If you want to skip ahead, you can head over to the ORT repo to checkout the source code.
So I decided to make a simple POC to show how this could be realised on K8S. Since I wanted to leverage the cloud native ecosystem, I didn’t have to reinvent the wheel here but rather could select a good implementation for the problem. My decision fell on Tekton, a cloud-native CI/CD framework. Tekton is build around several K8S Custom Resource Definitions (CRDs) with controller implementations. This means not extra database is needed for Tekton to work, since all state is held in the K8S cluster.
Tekton can easily be setup by following the installation instructions. You just need to call kubectl apply --filename https://storage.googleapis.com/tekton-release/pipeline/latest/release.yaml. This will install the CRDs and Controllers for Tekton. Tekton is an extensible framework and you can create and install your own task types, for the ORT example, you will need to install the git-clone and gcs-upload tasks.

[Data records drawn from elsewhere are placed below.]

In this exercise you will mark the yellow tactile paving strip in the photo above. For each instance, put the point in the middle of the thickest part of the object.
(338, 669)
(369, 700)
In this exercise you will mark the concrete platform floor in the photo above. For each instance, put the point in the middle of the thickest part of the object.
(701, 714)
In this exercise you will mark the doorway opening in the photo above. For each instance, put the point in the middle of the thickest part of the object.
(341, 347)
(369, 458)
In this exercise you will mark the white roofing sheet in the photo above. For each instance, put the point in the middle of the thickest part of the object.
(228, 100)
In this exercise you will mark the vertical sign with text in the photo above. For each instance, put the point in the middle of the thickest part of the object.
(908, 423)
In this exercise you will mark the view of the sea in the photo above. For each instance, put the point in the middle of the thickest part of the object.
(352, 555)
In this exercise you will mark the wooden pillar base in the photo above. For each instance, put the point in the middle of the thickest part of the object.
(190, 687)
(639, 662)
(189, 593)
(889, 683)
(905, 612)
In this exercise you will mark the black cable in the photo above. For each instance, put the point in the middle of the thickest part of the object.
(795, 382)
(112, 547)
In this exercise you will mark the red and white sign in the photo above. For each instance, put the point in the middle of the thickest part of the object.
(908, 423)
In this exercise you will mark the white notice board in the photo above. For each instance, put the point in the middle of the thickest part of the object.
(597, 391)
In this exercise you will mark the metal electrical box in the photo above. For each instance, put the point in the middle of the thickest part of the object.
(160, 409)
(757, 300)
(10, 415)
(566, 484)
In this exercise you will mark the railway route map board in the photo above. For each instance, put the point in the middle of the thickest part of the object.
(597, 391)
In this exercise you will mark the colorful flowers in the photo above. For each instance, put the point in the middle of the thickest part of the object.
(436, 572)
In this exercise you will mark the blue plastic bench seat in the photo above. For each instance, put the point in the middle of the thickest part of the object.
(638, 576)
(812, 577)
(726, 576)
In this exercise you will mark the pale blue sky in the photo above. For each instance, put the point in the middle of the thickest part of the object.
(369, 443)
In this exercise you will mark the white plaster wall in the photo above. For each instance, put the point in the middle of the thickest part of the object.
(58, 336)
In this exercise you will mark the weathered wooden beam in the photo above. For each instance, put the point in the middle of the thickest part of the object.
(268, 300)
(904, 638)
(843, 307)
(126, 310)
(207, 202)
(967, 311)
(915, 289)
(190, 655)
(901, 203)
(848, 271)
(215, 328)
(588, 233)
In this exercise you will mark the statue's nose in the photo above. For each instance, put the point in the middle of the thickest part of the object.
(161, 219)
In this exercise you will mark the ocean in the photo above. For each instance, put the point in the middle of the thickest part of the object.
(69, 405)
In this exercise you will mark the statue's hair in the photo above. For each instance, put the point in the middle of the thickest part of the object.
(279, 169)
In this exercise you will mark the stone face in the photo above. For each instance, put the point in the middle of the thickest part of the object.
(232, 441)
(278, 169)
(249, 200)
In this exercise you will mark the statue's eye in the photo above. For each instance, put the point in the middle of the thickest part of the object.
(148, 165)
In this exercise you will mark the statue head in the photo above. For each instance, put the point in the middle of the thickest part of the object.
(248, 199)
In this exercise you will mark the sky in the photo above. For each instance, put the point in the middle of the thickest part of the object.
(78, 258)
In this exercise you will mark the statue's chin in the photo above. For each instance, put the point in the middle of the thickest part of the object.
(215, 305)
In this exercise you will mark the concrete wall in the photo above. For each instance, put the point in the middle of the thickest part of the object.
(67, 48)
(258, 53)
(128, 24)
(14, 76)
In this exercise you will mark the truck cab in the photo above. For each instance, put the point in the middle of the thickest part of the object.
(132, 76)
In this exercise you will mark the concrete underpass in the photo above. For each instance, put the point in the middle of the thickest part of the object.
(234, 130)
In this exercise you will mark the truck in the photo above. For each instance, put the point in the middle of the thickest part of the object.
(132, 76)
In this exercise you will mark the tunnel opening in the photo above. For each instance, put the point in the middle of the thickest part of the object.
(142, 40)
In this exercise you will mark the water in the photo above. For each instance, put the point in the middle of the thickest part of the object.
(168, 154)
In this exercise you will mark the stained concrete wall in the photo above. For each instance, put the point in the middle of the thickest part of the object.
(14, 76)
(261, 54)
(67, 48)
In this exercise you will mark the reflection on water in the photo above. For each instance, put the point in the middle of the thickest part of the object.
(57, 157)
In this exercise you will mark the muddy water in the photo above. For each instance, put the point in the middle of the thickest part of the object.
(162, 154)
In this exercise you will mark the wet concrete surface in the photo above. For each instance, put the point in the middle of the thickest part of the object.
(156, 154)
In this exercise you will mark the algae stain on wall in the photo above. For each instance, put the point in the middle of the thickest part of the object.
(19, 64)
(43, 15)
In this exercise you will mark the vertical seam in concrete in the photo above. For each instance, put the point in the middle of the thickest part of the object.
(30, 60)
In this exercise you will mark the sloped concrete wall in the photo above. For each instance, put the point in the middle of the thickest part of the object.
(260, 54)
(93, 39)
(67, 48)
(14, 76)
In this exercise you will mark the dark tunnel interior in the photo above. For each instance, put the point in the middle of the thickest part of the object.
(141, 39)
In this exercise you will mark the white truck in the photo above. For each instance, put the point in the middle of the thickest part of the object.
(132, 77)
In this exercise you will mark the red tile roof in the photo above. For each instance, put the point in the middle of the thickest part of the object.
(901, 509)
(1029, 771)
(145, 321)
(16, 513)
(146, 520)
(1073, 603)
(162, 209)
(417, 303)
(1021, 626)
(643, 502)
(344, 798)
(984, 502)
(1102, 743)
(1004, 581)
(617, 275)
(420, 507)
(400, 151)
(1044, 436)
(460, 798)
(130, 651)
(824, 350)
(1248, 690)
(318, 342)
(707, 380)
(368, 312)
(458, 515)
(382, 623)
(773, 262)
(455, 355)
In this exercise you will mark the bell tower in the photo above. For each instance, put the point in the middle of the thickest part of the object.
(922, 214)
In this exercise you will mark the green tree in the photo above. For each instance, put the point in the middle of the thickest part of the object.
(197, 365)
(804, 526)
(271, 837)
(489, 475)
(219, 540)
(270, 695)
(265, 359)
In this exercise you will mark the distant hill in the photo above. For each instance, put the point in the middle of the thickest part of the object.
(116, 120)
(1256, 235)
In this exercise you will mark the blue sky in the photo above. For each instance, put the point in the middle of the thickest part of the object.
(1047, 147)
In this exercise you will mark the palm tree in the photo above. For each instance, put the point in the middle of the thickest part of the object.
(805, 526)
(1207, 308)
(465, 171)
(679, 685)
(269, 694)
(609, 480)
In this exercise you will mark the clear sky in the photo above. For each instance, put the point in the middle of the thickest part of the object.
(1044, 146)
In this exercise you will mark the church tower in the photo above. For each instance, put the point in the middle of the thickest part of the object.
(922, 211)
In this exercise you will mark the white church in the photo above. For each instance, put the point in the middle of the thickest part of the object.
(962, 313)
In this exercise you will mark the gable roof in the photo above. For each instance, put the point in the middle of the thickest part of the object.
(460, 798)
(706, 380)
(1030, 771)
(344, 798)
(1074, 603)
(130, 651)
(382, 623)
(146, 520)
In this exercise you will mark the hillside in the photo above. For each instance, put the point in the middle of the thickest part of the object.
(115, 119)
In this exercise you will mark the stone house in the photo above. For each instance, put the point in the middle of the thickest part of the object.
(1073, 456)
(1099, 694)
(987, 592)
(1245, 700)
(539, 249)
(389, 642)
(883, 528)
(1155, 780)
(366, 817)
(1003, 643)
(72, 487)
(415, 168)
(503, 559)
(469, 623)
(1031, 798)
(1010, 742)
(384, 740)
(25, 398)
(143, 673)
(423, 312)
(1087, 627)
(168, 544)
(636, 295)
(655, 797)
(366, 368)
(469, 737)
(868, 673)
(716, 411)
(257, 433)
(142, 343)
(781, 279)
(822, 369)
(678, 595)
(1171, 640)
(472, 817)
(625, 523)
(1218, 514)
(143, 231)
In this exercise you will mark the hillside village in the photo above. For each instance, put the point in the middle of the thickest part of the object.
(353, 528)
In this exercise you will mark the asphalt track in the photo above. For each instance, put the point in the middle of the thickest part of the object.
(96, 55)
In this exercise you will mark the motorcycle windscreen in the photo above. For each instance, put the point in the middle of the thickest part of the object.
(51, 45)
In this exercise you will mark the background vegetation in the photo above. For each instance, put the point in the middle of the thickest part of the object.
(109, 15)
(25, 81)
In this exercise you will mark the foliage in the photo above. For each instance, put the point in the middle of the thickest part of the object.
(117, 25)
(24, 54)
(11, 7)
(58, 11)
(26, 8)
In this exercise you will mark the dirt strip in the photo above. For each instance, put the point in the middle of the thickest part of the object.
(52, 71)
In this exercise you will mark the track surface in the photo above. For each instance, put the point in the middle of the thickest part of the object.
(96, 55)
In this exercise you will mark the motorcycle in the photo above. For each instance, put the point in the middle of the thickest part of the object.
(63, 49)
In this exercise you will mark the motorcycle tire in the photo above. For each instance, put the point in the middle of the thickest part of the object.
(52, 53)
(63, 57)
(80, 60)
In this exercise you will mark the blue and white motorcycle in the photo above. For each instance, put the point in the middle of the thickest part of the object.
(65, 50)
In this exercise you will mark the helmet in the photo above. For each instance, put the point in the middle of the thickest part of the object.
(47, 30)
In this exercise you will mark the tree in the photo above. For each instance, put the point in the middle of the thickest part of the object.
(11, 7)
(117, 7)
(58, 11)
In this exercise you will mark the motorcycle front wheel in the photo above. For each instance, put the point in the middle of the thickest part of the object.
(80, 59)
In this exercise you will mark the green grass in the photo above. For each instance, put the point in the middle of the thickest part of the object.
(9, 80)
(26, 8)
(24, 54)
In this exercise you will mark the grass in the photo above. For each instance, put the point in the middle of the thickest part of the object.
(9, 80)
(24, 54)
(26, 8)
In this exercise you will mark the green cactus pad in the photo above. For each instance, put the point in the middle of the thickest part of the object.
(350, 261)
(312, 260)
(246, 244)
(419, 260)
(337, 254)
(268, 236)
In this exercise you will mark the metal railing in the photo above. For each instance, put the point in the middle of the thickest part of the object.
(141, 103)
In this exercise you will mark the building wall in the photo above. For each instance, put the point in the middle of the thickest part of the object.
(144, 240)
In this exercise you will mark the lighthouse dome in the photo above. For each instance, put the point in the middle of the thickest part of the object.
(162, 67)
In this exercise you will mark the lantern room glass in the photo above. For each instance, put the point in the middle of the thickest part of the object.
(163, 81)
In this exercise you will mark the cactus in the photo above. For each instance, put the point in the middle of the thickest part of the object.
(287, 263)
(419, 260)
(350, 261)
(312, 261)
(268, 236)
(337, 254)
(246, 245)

After this, we can define our pipeline (see ort-pipeline.yaml as an example). A pipeline defines the steps that should be run, and which output and input workspaces (think file folders), the pipeline needs to store and read data. Once the pipeline is defined, you can simply run it by creating a PipelineRun resource. ( e.g. simple-maven.yaml).
Since calling kubectl apply every time we want to execute a pipeline is a little cumbersome and not really production ready, Tekton also provides Triggers and EventListeners, with them you can setup the common patterns like Cron-based triggers, Webhook-based triggers for Pull Requests and Git commits or even Cloud-Event based listeners.
In my opinion, if you are looking for a vendor neutral K8S based CI/CD solution, you should give Tekton a try. But there are many more use cases where it can be useful outside of CI/CD scenarios, since it basically allows you to orchestrate tasks based on triggers, a use case that many applications have. And it provides some more features when it comes to multi-step workflows compared to K8S Jobs. Of course if you want to do workflow orchestration and are happy to go with a fully managed solution you could give Google Cloud Workflows a try.